The Royals rank last in the majors in walks. They also strike out the fewest of any other club. Heading into Wednesday’s games, the club had struck out 745 times, which was 107 fewer than the Athletics, who rank 29th.
Willingham may distort those totals. In his first 76 games, he walked 44 times. His total matched Alex Gordon’s team high. Gordon accrued his sum in 119 games. No other Royal had walked on more than 35 occasions this season.
Willingham had struck out 87 in those 76 games. Gordon bested him there, with 90 punch-outs. Otherwise, Willingham would lead his new team in this category as well.
Colon leads off
After Tuesday’s game, when rookie infielder Christian Colon’s pinch-hit walk extended an eighth-inning rally, Yost pledged to play Colon again the next day. He found an interesting spot for him. Colon started at third base and led off for the first time in the majors.
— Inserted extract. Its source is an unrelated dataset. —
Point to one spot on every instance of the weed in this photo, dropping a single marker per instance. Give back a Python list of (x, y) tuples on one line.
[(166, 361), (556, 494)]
Yost chose Colon over Lorenzo Cain, who went 1-for-5 with an RBI double in his return to action on Tuesday.
“Talked to the coaches and we all kind of came up with Colon,” Yost said. “No magic scientific formula there.”
Hosmer waits for another exam
Eric Hosmer does not expect to undergo an examination on the stress fracture in his right hand until the club returns to Kansas City on Monday. He has yet to swing a bat since July 31.